Peut-on vraiment résumer les positions sur ce dossier par des convictions d’euro-philes ou d’euro-sceptiques ?

Je parlerais plutôt d’eurobéats ! Et, par exemple, je suis très surpris des propos publics tenus par le groupuscule Monaco 2040 et son représentant, l’un de ses deux seuls dirigeants (le deuxième étant un ancien candidat de la liste Union Monégasque conduite par Jean-Louis Grinda), qui, depuis Paris, parle d’un « texte commun Monaco-UE » intermédiaire, alors qu’il n’y en a pas ! Il se livre régulièrement à des analyses euro-béates très personnelles, et surtout complètement déconnectées des réalités de notre pays. Pour nous, ce courant idéologique, très minoritaire, joue contre Monaco.

Pourquoi ?

Parce que cette position affaiblit nos négociateurs. Que reste-t-il en effet à négocier quand ils déclarent que sans traité, point de salut ? Au contraire, notre position est euro-pragmatique. Elle permet ainsi aux négociateurs monégasques d’arriver en position de force et d’obtenir davantage de concessions, puisque sinon l’assemblée n’autorisera pas la ratification. C’est très clair.

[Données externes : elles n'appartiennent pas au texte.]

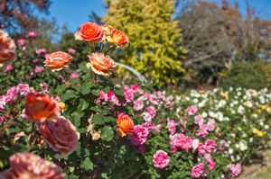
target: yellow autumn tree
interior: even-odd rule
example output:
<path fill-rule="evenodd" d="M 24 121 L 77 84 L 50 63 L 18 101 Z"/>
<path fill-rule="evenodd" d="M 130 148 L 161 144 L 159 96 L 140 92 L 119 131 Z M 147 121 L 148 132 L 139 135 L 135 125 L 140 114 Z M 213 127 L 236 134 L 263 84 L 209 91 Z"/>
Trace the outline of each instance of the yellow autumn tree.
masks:
<path fill-rule="evenodd" d="M 121 63 L 160 84 L 176 83 L 183 73 L 186 53 L 182 46 L 181 29 L 173 20 L 173 0 L 105 0 L 107 24 L 123 31 L 130 44 Z M 118 72 L 124 74 L 123 69 Z"/>

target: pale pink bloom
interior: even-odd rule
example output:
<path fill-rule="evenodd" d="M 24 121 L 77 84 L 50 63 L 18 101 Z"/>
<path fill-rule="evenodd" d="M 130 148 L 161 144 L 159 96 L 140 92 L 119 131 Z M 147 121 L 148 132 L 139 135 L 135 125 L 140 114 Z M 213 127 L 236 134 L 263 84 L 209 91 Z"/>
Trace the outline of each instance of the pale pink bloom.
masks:
<path fill-rule="evenodd" d="M 140 111 L 144 108 L 144 103 L 141 100 L 136 100 L 134 102 L 134 110 Z"/>
<path fill-rule="evenodd" d="M 227 166 L 227 169 L 230 172 L 232 177 L 237 177 L 242 171 L 242 166 L 240 164 L 231 164 Z"/>
<path fill-rule="evenodd" d="M 154 155 L 153 162 L 155 168 L 164 168 L 168 166 L 170 162 L 170 157 L 168 157 L 165 151 L 158 150 Z"/>
<path fill-rule="evenodd" d="M 216 121 L 213 118 L 210 118 L 207 122 L 207 130 L 212 131 L 215 129 Z"/>
<path fill-rule="evenodd" d="M 221 140 L 220 141 L 220 148 L 219 148 L 219 150 L 220 150 L 220 151 L 225 150 L 225 146 L 226 146 L 226 144 L 227 144 L 226 140 L 221 139 Z"/>
<path fill-rule="evenodd" d="M 28 37 L 29 38 L 35 38 L 35 37 L 37 37 L 37 32 L 33 31 L 28 31 Z"/>
<path fill-rule="evenodd" d="M 134 146 L 143 145 L 148 137 L 149 131 L 148 129 L 141 126 L 136 125 L 134 127 L 133 134 L 130 136 L 130 141 Z"/>
<path fill-rule="evenodd" d="M 14 96 L 16 95 L 17 93 L 18 93 L 18 90 L 17 90 L 16 86 L 13 86 L 13 87 L 9 88 L 5 94 L 5 102 L 6 103 L 12 102 Z"/>
<path fill-rule="evenodd" d="M 72 74 L 70 75 L 70 79 L 76 79 L 79 78 L 79 75 L 76 72 L 73 72 Z"/>
<path fill-rule="evenodd" d="M 188 115 L 194 115 L 198 112 L 198 108 L 195 105 L 191 105 L 186 109 Z"/>
<path fill-rule="evenodd" d="M 71 54 L 71 55 L 74 55 L 76 53 L 76 49 L 72 49 L 72 48 L 69 48 L 68 49 L 68 53 Z"/>
<path fill-rule="evenodd" d="M 35 68 L 34 68 L 34 72 L 35 72 L 35 73 L 42 73 L 43 70 L 44 70 L 44 67 L 42 67 L 42 66 L 37 66 L 37 67 L 35 67 Z"/>
<path fill-rule="evenodd" d="M 5 66 L 4 72 L 8 73 L 8 72 L 11 72 L 13 69 L 14 69 L 14 67 L 12 65 L 8 64 Z"/>
<path fill-rule="evenodd" d="M 199 132 L 197 134 L 201 138 L 205 138 L 208 135 L 208 128 L 206 124 L 201 124 L 199 129 Z"/>
<path fill-rule="evenodd" d="M 199 178 L 204 174 L 204 164 L 200 163 L 194 166 L 191 171 L 191 176 L 194 178 Z"/>
<path fill-rule="evenodd" d="M 24 45 L 25 45 L 25 40 L 24 40 L 24 39 L 18 39 L 18 40 L 17 40 L 17 43 L 18 43 L 20 46 L 24 46 Z"/>
<path fill-rule="evenodd" d="M 175 121 L 173 121 L 173 120 L 167 121 L 166 128 L 168 129 L 170 135 L 173 135 L 176 132 L 176 126 L 177 126 L 177 123 L 175 122 Z"/>
<path fill-rule="evenodd" d="M 126 98 L 126 103 L 131 103 L 134 100 L 134 93 L 130 89 L 124 91 L 124 96 Z"/>
<path fill-rule="evenodd" d="M 2 172 L 4 179 L 64 179 L 55 164 L 31 153 L 15 153 L 9 157 L 10 168 Z"/>
<path fill-rule="evenodd" d="M 175 134 L 174 136 L 170 135 L 171 151 L 176 152 L 177 149 L 182 148 L 188 151 L 192 147 L 192 139 L 186 137 L 182 133 Z"/>
<path fill-rule="evenodd" d="M 203 124 L 203 118 L 201 115 L 196 115 L 195 116 L 195 120 L 194 120 L 194 123 L 198 124 L 199 126 L 201 126 Z"/>
<path fill-rule="evenodd" d="M 67 155 L 75 150 L 79 139 L 79 133 L 75 126 L 67 119 L 52 116 L 40 125 L 40 133 L 49 146 L 61 155 Z"/>
<path fill-rule="evenodd" d="M 205 160 L 208 162 L 208 169 L 209 170 L 212 170 L 214 169 L 215 166 L 216 166 L 216 162 L 213 160 L 213 158 L 211 157 L 211 156 L 210 154 L 206 154 L 204 155 L 204 158 Z"/>
<path fill-rule="evenodd" d="M 39 49 L 36 50 L 36 54 L 40 56 L 44 56 L 47 53 L 45 49 Z"/>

Quel impact a le Brexit sur l’avancement de ces négociations ?

Le Brexit est surtout une illustration que tout ne va pas bien dans le fonctionnement de cette grande machine qu’est l’UE. Et on l’a encore vu, avec les récents problèmes de gouvernance, suite aux élections européennes de juin 2019. L’Histoire n’est jamais écrite d’avance. Cela devrait rendre prudents ceux qui, plein de certitudes, parlent d’une évolution certaine vers une Europe toujours plus omnipotente et incontournable.

Le Brexit aura quelles conséquences pour l’économie monégasque ?

Le Brexit n’aura aucune conséquence, ni pour les Britanniques qui seront toujours les bienvenus en principauté, ni, globalement, pour notre économie.

Dans ces négociations, Monaco a-t-il intérêt de se rapprocher des autres petits Etats qui négocient également un accord d’association avec l’UE ?

Les parlementaires monégasques rencontrent périodiquement leurs homologues andorrans et san-marinais, en marge des différentes instances parlementaires internationales, et notamment lors de la conférence des présidents de parlements des petits Etats d’Europe. Cependant, les problématiques sont différentes entre les trois Etats. C’est pourquoi nous préférons un traitement spécifique du cas monégasque. Monaco ne doit pas être pris dans le prisme de l’amalgame. Nous sommes différents, et nous devons l’assumer et le faire accepter par les autorités européennes. Il est aussi utile de rappeler qu’il ne s’agit pas de devenir membre de l’UE, mais de discuter d’un accord de collaboration sous la forme d’un traité.

Suite aux élections européennes du 26 mai 2019 et à la recomposition politique qui en découle, quelles sont les conséquences pour ces négociations Monaco-UE ?

Il n’y avait aucune urgence à précipiter les négociations avant les élections européennes. En effet, les interlocuteurs du gouvernement sont des fonctionnaires de la commission et non pas des élus. Leurs noms vont certes changer, mais on peut penser que, globalement, la doctrine de l’UE restera la même. Ils prôneront toujours notamment le respect des 4 libertés et la non-discrimination entre nationalités. Donc les discussions seront encore longues et difficiles. Et il n’est pas certain que nous pourrons obtenir un traité prenant en compte toutes les spécificités de la principauté et les intérêts des Monégasques, même si les négociateurs de notre pays feront tout pour y parvenir.